The solution-diffusion (SD) model was used to investigate the effects of declining flux on NaCl rejection, and the results are presented in Figure 7. NaCl rejection was plotted as a function of flux for the clean and fouled membranes, and NaCl rejection declined with the decrease in permeate flux, showing the influence of flux on salt rejection. The observed rejections of NaCl by the fouled NF270 membrane (Figure 7a) were mostly higher than those of the clean membrane at similar flux, except for membrane fouling with Al₂O₃. Since CECP effects were not substantial for the low-salt-rejecting membrane (as indicated in Figure 5), the observed decrease in rejection over time was due to decrease in flux, leading to the reduction in dilution effects. When the rejection for the fouled membrane was higher than that of the clean membrane (at similar flux), then the fouling layer improved rejection by acting as an additional sieve. This often misleads researchers (who observe an overall decrease in rejection over time) to conclude that the fouling layer decreased rejection because the rejection for the fouled membrane is not compared to that of the clean membrane at the same flux. In this work, NaCl rejection for the clean membrane was compared to that of fouled membrane under the same permeate flux to determine if the fouling layer improved rejection or not. The increased decline in NaCl rejection for fouling with Al₂O₃ (compared to the clean membrane under the same flux, Figure 7a) indicated the presence of CECP effects as confirmed in Figure 5a, where Al₂O₃ deposition on the membrane surface resulted in negligible flux decline, but the decrease in NaCl rejection was substantial.
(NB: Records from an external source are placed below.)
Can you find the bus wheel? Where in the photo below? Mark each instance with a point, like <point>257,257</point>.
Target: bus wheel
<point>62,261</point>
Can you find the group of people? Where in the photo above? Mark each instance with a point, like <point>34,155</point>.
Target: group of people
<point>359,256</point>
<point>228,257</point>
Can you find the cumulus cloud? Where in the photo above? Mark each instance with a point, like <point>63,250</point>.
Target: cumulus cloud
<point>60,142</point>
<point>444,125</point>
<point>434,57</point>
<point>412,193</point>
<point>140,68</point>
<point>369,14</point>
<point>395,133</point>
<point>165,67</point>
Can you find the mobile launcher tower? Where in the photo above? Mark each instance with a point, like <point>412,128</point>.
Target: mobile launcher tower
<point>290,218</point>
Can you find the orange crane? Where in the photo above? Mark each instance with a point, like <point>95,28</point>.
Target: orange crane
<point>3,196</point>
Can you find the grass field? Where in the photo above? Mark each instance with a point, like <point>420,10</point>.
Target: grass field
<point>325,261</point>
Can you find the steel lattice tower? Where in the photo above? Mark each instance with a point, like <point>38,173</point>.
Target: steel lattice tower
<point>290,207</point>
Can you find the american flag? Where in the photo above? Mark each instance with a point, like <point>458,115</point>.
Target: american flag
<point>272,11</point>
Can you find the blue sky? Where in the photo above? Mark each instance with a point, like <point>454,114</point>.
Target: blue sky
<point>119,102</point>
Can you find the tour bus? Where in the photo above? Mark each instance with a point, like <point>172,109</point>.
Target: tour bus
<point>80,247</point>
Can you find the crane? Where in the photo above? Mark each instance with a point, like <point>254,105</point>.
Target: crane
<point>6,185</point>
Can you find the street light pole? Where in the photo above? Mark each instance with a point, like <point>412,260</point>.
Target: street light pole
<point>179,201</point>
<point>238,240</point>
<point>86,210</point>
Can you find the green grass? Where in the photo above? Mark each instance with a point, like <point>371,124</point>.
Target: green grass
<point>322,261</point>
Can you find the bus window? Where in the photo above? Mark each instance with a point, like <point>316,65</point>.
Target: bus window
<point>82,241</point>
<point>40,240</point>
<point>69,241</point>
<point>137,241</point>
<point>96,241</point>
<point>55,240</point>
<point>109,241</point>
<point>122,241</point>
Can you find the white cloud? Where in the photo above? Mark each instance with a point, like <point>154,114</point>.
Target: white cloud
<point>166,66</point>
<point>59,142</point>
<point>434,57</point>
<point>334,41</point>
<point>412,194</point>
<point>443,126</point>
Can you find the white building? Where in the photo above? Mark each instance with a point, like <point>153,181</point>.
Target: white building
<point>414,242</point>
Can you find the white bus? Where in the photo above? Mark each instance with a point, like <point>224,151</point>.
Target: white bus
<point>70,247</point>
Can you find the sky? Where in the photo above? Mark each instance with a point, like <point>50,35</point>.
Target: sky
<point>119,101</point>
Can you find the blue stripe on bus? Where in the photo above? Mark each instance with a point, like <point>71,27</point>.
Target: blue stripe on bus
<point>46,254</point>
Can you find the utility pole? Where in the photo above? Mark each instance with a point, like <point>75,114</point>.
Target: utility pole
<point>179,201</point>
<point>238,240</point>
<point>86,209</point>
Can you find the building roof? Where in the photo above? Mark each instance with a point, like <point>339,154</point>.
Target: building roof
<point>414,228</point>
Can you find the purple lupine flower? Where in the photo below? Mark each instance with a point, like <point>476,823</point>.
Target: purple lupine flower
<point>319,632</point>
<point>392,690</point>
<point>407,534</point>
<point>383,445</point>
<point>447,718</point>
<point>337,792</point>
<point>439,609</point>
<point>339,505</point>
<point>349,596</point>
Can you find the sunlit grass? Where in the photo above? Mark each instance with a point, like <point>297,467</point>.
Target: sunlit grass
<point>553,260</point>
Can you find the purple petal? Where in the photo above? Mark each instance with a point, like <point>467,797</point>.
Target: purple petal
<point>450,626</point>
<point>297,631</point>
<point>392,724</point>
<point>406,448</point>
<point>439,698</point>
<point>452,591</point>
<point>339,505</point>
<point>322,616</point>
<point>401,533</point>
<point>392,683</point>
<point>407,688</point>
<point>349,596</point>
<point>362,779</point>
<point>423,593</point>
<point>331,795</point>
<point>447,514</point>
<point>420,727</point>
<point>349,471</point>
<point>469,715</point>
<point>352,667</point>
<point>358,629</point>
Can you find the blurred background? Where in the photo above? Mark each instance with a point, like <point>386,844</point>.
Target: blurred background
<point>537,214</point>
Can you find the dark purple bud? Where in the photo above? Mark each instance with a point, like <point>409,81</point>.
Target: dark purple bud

The rejection of NaCl for the fouled NF90 membrane decreased with a decline in permeate flux (Figure 7b). Except for fouling with latex and SiO₂, the decrease in rejection for the other foulants was more than that of the clean membrane at similar flux, showing additional CECP effects on NaCl rejection. When fouling was performed with latex and SiO₂, the decrease in rejection was lower than that predicted by the SD model, indicating that CECP effects were limited. In this case, the fouling layer restricted salt passage leading to higher NaCl rejection than the clean membrane at similar flux. Nonetheless, an overall decrease in rejection (negligible) was observed due to the reduction in dilution effects (decrease in flux), and this observation can lead to the conclusion that fouling decreased rejection, yet NaCl removal was higher than that of the clean membrane under the same flux. Previous studies have shown that the rejection of salts increases with permeate flux [19,32], and this was in agreement with the findings of this work. Upon fouling, NaCl rejection decreased with flux; however, the presence of CECP worsened the decrease, and this was dependent on the type of foulant.

3.8. Membrane Autopsy

Figure 8 shows scanning electron micrographs of the NF270 and NF90 membranes after fouling. Fouling with sodium alginate resulted in the formation of dense fouling layers in both the NF270 (Figure 8b) and NF90 (Figure 8j) membranes. Dense fouling layers were also formed for combined organic + colloidal fouling. However, the fouling layers appeared less compact for combined Al₂O₃ + sodium alginate (Figure 8d) and SiO₂ + sodium alginate (Figure 8h), and this probably explains the lower flux decline observed in Figure 3a,c. Table 4 shows the estimated cake layer thicknesses for the NF270 and NF90 membranes after fouling. It was observed that membrane fouling by sodium alginate resulted in thicker cake layers (${\epsilon }_c$) than those of the colloids. Subsequently, the dense fouling layers resulted in higher cake resistance ($R_c$). However, $R_c$ for the fouling of the NF90 membrane was always larger than that of the NF270 membrane (for the membranes fouled under similar experimental conditions). Similarly, the cake layer thickness (${\epsilon }_c$) for NF90 membranes were generally larger than that of the NF270 membranes. Nonetheless, it was observed that fouling was promoted when both the organics and colloids co-existed in the feed, resulting in thicker fouling layers, which corresponded with higher cake resistance to hydraulic flow. These findings demonstrated that various factors contribute to flux decline during membrane fouling.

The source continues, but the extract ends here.